In the book Adrienne has been locked in a tower by her father so she can be saved. She decides to break out and go on a mission to free her sisters before the same imprisonment can be placed upon them. After sneaking into her castle she finds her brother who relays the bad news that her sister Appalonia has already been locked away with the meanest guardian in the land protecting her. Adrienne sets off in a bid to free her and ends up in a village where she meets her new companion Bedelia. This part of the story was read to the children who took notes about key character names and events. After note taking the task was laid out, they would have to write a letter from Adrienne to her brother Devin explaining how she was faring in her quest to save their sister. We worked together to identify possible things that may have happened after she left the castle and met Bedelia.
With ideas gathered and expectations established the class then got on with writing a formal letter to Devin from the perspective of Adrienne. At first they struggled to start off the letter, many found it hard to comprehend how I had read them the story but left them in charge of filling in what happens between leaving and saving her sister. Eventually after a little prompting and a few examples being shared they started to let their imaginations loose and started creating events from this journey. Lots of them described the scenery they had passed or made reference to their new companion Bedelia and how she was helping. Some mentioned the dragon Sparky, the supplies they had gathered or even how far they were from finding Appalonia. Most importantly the majority stuck to the rules of writing a formal letter.
Contractions were abandoned, paragraphs were used in a more structured manner and vocabulary choices started to become more adventurous. I had banned certain words earlier in the week including ‘alright’, ‘ok’, ‘bad’ etc. which caused trouble for some at first but eventually they started to explore their own vocabularies or use a thesaurus to help them improve the overall tone of their work. Words such as ‘ashamed’, ‘informed’, ‘accompanied’ and ‘menace’ started to make their way into more pupils work and today the variety of vocabulary was the best it had been all week. Below are some of the best sentences created or some are examples from writers who often struggle but excelled during the task:
‘After leaving we finally came across a small village. I told Sparky (the dragon) to hide behind a few trees because I do not think civilians react well to dragons.’
‘I am informing you that I am safe. Since you last saw me at the castle a lot has changed.’
‘We are starting out tomorrow beware I might not make it back. Do not be upset if I do not come back but make me a promise. If I do not come home go and save our sister.’
‘I have great doubt that I will succeed brother but I will never stop fighting.’
‘It is getting dark and I am losing sight so I must say my goodbyes and if I do not make it tell my family I love them. It may not go well.’

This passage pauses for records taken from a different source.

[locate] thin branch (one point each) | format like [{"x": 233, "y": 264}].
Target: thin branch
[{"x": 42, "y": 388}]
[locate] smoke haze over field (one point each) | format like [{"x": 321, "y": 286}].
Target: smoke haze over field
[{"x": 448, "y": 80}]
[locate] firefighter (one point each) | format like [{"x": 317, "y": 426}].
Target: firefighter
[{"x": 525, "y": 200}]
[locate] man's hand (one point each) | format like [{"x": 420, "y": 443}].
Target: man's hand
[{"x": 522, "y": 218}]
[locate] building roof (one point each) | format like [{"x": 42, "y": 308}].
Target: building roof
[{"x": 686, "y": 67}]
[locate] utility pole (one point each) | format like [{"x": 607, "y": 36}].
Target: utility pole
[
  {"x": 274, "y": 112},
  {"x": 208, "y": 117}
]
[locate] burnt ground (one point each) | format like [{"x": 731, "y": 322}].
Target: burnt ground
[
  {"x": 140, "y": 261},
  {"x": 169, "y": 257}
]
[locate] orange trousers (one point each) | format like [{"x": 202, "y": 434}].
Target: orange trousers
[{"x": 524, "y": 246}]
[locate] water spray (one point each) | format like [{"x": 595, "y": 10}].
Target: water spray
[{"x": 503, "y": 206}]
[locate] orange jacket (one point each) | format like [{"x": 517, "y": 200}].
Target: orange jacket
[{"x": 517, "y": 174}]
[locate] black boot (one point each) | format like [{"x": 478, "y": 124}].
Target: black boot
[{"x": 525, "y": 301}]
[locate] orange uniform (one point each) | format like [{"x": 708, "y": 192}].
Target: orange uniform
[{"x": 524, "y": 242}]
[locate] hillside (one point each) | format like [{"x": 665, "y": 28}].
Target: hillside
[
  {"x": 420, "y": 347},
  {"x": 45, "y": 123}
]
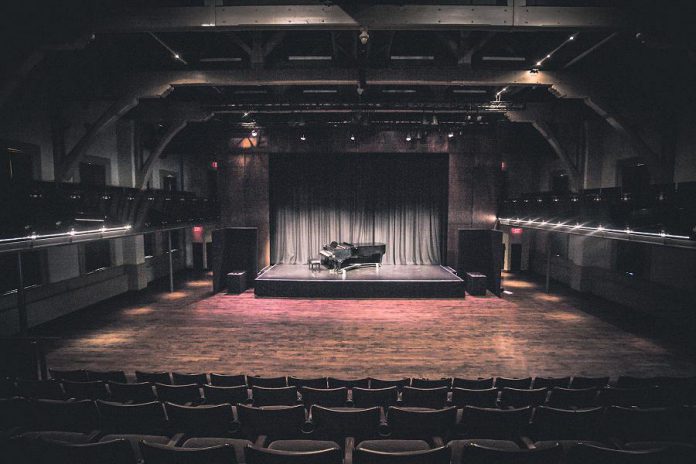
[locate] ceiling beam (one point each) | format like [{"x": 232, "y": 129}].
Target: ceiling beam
[{"x": 319, "y": 15}]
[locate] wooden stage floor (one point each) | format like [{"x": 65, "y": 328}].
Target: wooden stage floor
[{"x": 525, "y": 333}]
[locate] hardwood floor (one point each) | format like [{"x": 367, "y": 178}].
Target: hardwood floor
[{"x": 525, "y": 333}]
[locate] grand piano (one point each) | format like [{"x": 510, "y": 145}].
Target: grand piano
[{"x": 346, "y": 256}]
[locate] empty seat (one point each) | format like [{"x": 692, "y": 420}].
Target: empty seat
[
  {"x": 473, "y": 384},
  {"x": 339, "y": 424},
  {"x": 155, "y": 453},
  {"x": 639, "y": 397},
  {"x": 481, "y": 454},
  {"x": 497, "y": 424},
  {"x": 258, "y": 455},
  {"x": 179, "y": 394},
  {"x": 588, "y": 382},
  {"x": 187, "y": 379},
  {"x": 201, "y": 421},
  {"x": 222, "y": 380},
  {"x": 506, "y": 382},
  {"x": 328, "y": 397},
  {"x": 319, "y": 382},
  {"x": 107, "y": 376},
  {"x": 519, "y": 398},
  {"x": 92, "y": 390},
  {"x": 487, "y": 398},
  {"x": 379, "y": 383},
  {"x": 568, "y": 398},
  {"x": 434, "y": 398},
  {"x": 272, "y": 423},
  {"x": 348, "y": 383},
  {"x": 76, "y": 375},
  {"x": 153, "y": 377},
  {"x": 369, "y": 397},
  {"x": 585, "y": 453},
  {"x": 267, "y": 382},
  {"x": 364, "y": 455},
  {"x": 44, "y": 389},
  {"x": 431, "y": 383},
  {"x": 141, "y": 392},
  {"x": 143, "y": 419},
  {"x": 431, "y": 425},
  {"x": 220, "y": 395},
  {"x": 283, "y": 396},
  {"x": 116, "y": 451},
  {"x": 551, "y": 382}
]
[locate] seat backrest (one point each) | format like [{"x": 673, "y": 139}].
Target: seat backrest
[
  {"x": 276, "y": 422},
  {"x": 267, "y": 382},
  {"x": 550, "y": 382},
  {"x": 421, "y": 424},
  {"x": 336, "y": 425},
  {"x": 43, "y": 389},
  {"x": 141, "y": 392},
  {"x": 507, "y": 382},
  {"x": 107, "y": 376},
  {"x": 587, "y": 382},
  {"x": 566, "y": 398},
  {"x": 282, "y": 396},
  {"x": 380, "y": 383},
  {"x": 153, "y": 377},
  {"x": 75, "y": 416},
  {"x": 106, "y": 452},
  {"x": 76, "y": 375},
  {"x": 369, "y": 397},
  {"x": 186, "y": 379},
  {"x": 91, "y": 390},
  {"x": 154, "y": 453},
  {"x": 256, "y": 455},
  {"x": 487, "y": 398},
  {"x": 565, "y": 424},
  {"x": 348, "y": 383},
  {"x": 231, "y": 395},
  {"x": 146, "y": 418},
  {"x": 473, "y": 384},
  {"x": 502, "y": 424},
  {"x": 179, "y": 394},
  {"x": 435, "y": 398},
  {"x": 519, "y": 398},
  {"x": 431, "y": 383},
  {"x": 319, "y": 382},
  {"x": 200, "y": 421},
  {"x": 223, "y": 380},
  {"x": 479, "y": 454},
  {"x": 441, "y": 455},
  {"x": 328, "y": 397}
]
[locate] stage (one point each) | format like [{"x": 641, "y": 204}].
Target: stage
[{"x": 387, "y": 281}]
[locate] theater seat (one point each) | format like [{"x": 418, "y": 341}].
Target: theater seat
[
  {"x": 440, "y": 455},
  {"x": 155, "y": 453},
  {"x": 256, "y": 455},
  {"x": 206, "y": 442}
]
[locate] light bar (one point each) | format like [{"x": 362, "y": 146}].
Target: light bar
[
  {"x": 548, "y": 225},
  {"x": 72, "y": 233}
]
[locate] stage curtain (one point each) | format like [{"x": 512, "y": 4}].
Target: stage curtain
[{"x": 400, "y": 200}]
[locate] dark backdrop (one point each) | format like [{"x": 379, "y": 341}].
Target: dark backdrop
[{"x": 400, "y": 200}]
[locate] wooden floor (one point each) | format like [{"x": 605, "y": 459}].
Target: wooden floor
[{"x": 525, "y": 333}]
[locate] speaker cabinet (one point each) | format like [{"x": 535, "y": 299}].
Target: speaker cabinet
[
  {"x": 481, "y": 250},
  {"x": 234, "y": 249}
]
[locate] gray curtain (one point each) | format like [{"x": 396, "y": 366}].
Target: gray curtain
[{"x": 399, "y": 200}]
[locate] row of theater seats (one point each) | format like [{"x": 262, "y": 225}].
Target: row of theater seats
[
  {"x": 195, "y": 389},
  {"x": 55, "y": 431}
]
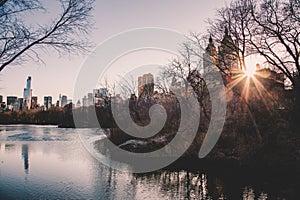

A lot of children ended their letter with a warning about their potential fate which showed a good understanding of events that were about to occur. It also gave them a chance to discuss their family relationship at the end of the letter whereas the rest had been recounting the journey and trials ahead. Initially I was skeptical about the task but as we had achieved the goals for the week it seemed a worthy risk. On reflection it worked respectably well but having to read a comic to the class because you only have one copy did make the explanation process problematic at times. Ideally in future I would do something similar using either one page that covered enough content or use a comic that I had multiple copies of so the children could follow along more easily.